Getting to a place where consumers can truly “shop” and make more cost-effective decisions on where to seek care will require more clarity on why there are cost differentiations between one facility and another, and how nurse staffing and quality fit into the equation.

“That level of transparency is important from both a quality as well as a cost perspective,” Mr. Nanof said.

Higher nursing labor costs may also be offset through enhanced efficiency and patient outcomes, studies suggest. Research has linked higher RN staffing levels with stronger hospital financial performance in more competitive markets.

Staffing models and technology

Moving forward, having everyone in the healthcare delivery ecosystem working at the top of their license will become increasingly important in improving nurse satisfaction and maximizing efficiency. Right now, there are sporadic examples of health systems embracing models that incorporate more licensed practical nurses and patient care techs to elevate bedside RNs, for example, though it is not yet a standard.

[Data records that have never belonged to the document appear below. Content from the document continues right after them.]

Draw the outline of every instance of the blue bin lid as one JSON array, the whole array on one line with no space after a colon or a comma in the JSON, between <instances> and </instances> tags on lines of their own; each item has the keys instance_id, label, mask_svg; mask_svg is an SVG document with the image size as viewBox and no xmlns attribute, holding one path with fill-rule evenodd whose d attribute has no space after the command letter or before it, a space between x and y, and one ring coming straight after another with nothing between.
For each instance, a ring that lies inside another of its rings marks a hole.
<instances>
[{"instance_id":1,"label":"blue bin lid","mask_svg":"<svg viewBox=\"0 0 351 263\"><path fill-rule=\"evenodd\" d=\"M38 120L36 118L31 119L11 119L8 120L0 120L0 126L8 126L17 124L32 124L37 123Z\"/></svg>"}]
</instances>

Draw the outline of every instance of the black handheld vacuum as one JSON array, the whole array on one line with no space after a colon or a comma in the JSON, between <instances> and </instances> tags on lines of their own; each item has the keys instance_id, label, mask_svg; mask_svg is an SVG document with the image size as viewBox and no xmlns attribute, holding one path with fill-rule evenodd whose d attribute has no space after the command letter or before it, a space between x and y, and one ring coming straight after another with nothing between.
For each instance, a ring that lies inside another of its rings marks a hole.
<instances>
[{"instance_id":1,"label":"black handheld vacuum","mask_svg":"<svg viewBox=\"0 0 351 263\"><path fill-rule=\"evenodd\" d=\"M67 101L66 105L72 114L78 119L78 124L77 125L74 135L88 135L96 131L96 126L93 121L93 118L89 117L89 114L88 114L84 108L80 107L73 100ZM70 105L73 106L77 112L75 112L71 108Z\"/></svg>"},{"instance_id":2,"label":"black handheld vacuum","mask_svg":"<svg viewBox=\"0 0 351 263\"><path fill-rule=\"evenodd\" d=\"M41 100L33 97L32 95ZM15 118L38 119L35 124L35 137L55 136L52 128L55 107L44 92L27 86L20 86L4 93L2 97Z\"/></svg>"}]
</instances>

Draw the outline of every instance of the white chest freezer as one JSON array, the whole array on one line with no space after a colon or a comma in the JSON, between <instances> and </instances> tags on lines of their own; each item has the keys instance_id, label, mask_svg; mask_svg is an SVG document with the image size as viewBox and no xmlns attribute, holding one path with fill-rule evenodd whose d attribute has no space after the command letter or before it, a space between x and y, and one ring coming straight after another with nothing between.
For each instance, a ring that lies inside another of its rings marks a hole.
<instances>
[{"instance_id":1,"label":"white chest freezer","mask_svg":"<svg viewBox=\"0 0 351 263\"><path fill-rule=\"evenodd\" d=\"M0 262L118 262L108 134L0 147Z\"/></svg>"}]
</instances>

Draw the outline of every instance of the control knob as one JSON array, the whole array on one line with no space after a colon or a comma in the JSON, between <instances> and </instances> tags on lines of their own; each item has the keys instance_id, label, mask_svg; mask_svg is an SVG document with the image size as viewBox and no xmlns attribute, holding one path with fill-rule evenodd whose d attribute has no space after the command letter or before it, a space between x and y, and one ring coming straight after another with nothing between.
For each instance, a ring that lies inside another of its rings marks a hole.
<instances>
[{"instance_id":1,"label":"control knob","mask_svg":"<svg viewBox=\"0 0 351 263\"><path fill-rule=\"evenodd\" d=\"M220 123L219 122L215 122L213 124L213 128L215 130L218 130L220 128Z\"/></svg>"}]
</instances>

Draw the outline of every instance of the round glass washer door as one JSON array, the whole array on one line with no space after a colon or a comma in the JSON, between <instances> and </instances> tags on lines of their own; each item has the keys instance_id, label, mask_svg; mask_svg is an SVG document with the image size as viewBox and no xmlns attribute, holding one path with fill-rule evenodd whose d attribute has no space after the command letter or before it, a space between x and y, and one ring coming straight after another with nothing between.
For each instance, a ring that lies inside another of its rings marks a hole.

“It’s important to have healthcare staff operating at their highest level of capacity to get that really good value to the healthcare consumer, and to the hospital system and employer,” Mr. Nanof said. “That means allowing nurse practitioners and RNs to do everything that is within their scope of practice, and be focusing really at the top of that so that at each level, you’re getting the maximum amount of value for those professionals.”

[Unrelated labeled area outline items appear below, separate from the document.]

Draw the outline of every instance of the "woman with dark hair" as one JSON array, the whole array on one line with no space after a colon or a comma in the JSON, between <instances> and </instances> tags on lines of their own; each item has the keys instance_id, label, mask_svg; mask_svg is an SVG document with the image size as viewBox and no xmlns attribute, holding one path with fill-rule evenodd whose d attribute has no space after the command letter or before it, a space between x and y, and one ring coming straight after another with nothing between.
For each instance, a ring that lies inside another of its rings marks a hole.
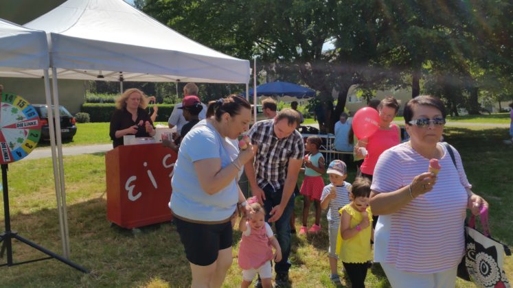
<instances>
[{"instance_id":1,"label":"woman with dark hair","mask_svg":"<svg viewBox=\"0 0 513 288\"><path fill-rule=\"evenodd\" d=\"M378 106L380 120L378 131L369 138L358 139L354 146L356 156L365 157L360 167L361 176L371 181L376 163L381 153L400 143L400 128L392 123L398 110L399 104L396 98L389 96L381 100ZM366 154L364 151L367 151Z\"/></svg>"},{"instance_id":2,"label":"woman with dark hair","mask_svg":"<svg viewBox=\"0 0 513 288\"><path fill-rule=\"evenodd\" d=\"M371 186L371 208L380 215L374 261L394 287L454 287L466 209L477 214L488 204L472 192L458 152L440 142L443 102L418 96L404 117L410 141L381 154ZM437 160L436 173L429 171Z\"/></svg>"},{"instance_id":3,"label":"woman with dark hair","mask_svg":"<svg viewBox=\"0 0 513 288\"><path fill-rule=\"evenodd\" d=\"M144 93L136 88L126 89L116 100L117 109L111 118L109 133L114 148L123 145L125 135L148 137L155 134L153 121L146 110L147 106Z\"/></svg>"},{"instance_id":4,"label":"woman with dark hair","mask_svg":"<svg viewBox=\"0 0 513 288\"><path fill-rule=\"evenodd\" d=\"M190 262L191 286L218 287L231 265L232 225L237 204L251 208L236 178L254 152L232 141L249 128L251 106L230 95L216 101L214 117L182 139L171 180L169 206Z\"/></svg>"}]
</instances>

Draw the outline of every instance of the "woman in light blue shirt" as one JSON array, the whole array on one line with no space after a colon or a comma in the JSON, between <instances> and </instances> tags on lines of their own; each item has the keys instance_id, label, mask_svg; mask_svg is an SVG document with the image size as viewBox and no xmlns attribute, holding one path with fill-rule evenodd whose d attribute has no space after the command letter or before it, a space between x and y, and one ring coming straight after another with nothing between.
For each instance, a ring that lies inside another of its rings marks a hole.
<instances>
[{"instance_id":1,"label":"woman in light blue shirt","mask_svg":"<svg viewBox=\"0 0 513 288\"><path fill-rule=\"evenodd\" d=\"M169 206L185 250L192 287L220 287L231 265L232 226L238 203L250 209L237 184L239 171L253 156L233 141L249 128L251 106L236 95L218 100L214 117L182 140L171 180Z\"/></svg>"}]
</instances>

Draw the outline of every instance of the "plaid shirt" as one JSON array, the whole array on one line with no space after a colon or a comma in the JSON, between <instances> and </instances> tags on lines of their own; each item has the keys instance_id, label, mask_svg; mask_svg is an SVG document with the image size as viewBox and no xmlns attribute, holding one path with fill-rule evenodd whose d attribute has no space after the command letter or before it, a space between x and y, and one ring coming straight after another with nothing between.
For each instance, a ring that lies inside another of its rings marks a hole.
<instances>
[{"instance_id":1,"label":"plaid shirt","mask_svg":"<svg viewBox=\"0 0 513 288\"><path fill-rule=\"evenodd\" d=\"M274 120L255 123L248 132L251 143L258 145L255 155L255 173L260 188L270 184L275 191L285 184L288 159L302 159L303 138L297 130L286 138L278 139L274 134Z\"/></svg>"}]
</instances>

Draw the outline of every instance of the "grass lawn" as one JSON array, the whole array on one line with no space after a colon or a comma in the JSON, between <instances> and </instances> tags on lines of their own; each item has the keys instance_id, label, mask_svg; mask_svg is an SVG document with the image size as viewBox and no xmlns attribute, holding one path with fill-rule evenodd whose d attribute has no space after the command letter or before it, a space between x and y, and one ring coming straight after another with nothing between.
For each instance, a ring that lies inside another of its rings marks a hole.
<instances>
[{"instance_id":1,"label":"grass lawn","mask_svg":"<svg viewBox=\"0 0 513 288\"><path fill-rule=\"evenodd\" d=\"M86 124L93 132L101 128ZM100 125L100 124L98 124ZM86 130L84 128L83 130ZM473 190L490 204L491 231L494 238L513 247L513 146L503 143L505 128L448 128L446 139L462 156ZM78 136L77 139L81 139ZM84 138L85 139L85 138ZM96 140L94 140L96 141ZM71 260L92 271L84 274L52 259L11 267L0 267L3 287L187 287L190 272L174 226L153 225L133 234L111 227L106 219L105 164L103 154L65 157ZM9 192L12 229L43 247L62 253L56 196L49 158L22 160L9 165ZM348 181L354 178L350 165ZM27 177L28 176L28 177ZM327 180L326 182L328 182ZM167 204L163 203L163 205ZM4 226L0 207L0 230ZM313 209L313 208L312 208ZM296 230L302 201L296 199ZM313 211L310 211L313 217ZM293 237L290 278L294 287L332 287L327 258L328 246L326 214L323 230L317 235ZM311 225L312 218L309 223ZM240 233L234 233L234 257ZM36 250L17 241L13 250L16 262L41 257ZM5 261L5 257L2 259ZM508 257L506 271L513 280L513 260ZM241 272L234 259L224 287L239 287ZM384 274L373 269L367 274L369 287L389 287ZM473 287L458 280L457 287Z\"/></svg>"}]
</instances>

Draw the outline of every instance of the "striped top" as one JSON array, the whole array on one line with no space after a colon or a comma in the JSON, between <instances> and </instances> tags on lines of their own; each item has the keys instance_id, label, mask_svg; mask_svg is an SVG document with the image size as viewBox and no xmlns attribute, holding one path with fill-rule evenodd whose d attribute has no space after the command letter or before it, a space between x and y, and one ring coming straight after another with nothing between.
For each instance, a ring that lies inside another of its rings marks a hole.
<instances>
[{"instance_id":1,"label":"striped top","mask_svg":"<svg viewBox=\"0 0 513 288\"><path fill-rule=\"evenodd\" d=\"M471 188L454 147L455 167L445 146L442 169L431 191L397 212L380 215L374 233L374 261L395 264L401 271L437 273L458 265L464 254L463 225L467 206L465 187ZM387 193L407 186L428 171L429 159L408 143L386 150L374 171L371 189Z\"/></svg>"},{"instance_id":2,"label":"striped top","mask_svg":"<svg viewBox=\"0 0 513 288\"><path fill-rule=\"evenodd\" d=\"M321 201L323 200L330 194L331 187L333 184L330 183L322 189ZM328 204L328 227L330 228L339 229L340 226L340 213L339 211L344 206L348 204L351 201L349 200L349 190L351 184L344 181L343 186L335 186L337 189L337 197L332 199Z\"/></svg>"}]
</instances>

A few years ahead, there will not be a world in which hospital and health systems’ strategies to maximize efficiency within staffing models and manage costs leave out technology, Mr. Klasko said. In his work at General Catalyst, he sees many advancements worth being optimistic about, including collaborative robots and artificial intelligence models that can support front-line clinicians with tasks that fall below what they are licensed to do, such as follow-up calls with patients.

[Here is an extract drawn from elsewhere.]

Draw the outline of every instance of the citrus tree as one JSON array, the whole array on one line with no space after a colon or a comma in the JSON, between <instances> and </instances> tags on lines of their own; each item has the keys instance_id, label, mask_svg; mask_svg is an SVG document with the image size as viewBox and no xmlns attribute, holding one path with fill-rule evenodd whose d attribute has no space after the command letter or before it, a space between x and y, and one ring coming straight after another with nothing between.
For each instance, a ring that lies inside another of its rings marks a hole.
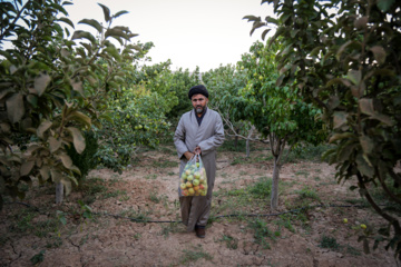
<instances>
[{"instance_id":1,"label":"citrus tree","mask_svg":"<svg viewBox=\"0 0 401 267\"><path fill-rule=\"evenodd\" d=\"M202 81L209 91L209 106L222 116L225 135L234 137L234 146L238 139L246 140L246 156L250 157L250 141L256 140L253 137L254 127L248 120L236 120L238 91L246 86L247 75L242 66L219 66L202 73Z\"/></svg>"},{"instance_id":2,"label":"citrus tree","mask_svg":"<svg viewBox=\"0 0 401 267\"><path fill-rule=\"evenodd\" d=\"M319 144L324 139L322 125L315 122L319 109L299 98L290 87L276 86L275 52L280 46L268 48L256 41L239 65L247 69L247 85L239 91L242 101L236 115L248 119L258 132L270 140L273 155L272 210L278 205L278 180L284 148L302 142ZM239 111L241 110L241 111Z\"/></svg>"},{"instance_id":3,"label":"citrus tree","mask_svg":"<svg viewBox=\"0 0 401 267\"><path fill-rule=\"evenodd\" d=\"M373 248L387 241L400 259L400 220L376 204L371 190L379 186L390 202L401 204L392 186L401 182L394 168L401 159L401 2L262 2L272 3L277 18L247 18L252 30L277 28L272 39L283 46L276 57L277 85L323 110L335 145L325 156L336 165L336 178L352 182L351 189L359 189L388 221L364 231L365 253L370 240Z\"/></svg>"},{"instance_id":4,"label":"citrus tree","mask_svg":"<svg viewBox=\"0 0 401 267\"><path fill-rule=\"evenodd\" d=\"M84 129L100 127L109 91L120 90L124 69L135 59L136 34L114 26L115 14L99 4L105 24L82 19L97 37L74 23L65 9L70 1L2 2L0 23L0 206L3 196L23 197L18 188L36 177L56 182L67 194L80 170L67 154L86 147ZM26 146L18 151L13 137ZM57 201L61 201L59 194Z\"/></svg>"}]
</instances>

“The ability to make 100 calls an hour to seniors to see how they’re doing has a transformative opportunity where nurses can then be doing more” of what they’re licensed to do, he said.

“The more that you can employ these collaborative robots or superstaff AI, we can have a rediscussion around ‘what is the right staffing model,'” Mr. Klasko said. “Because then what [nurses can be focused on] is really just directly taking care of patients. That, I think, will create different numbers, happier nurses, and will end up being less expensive. To me, that’s the optimistic piece.”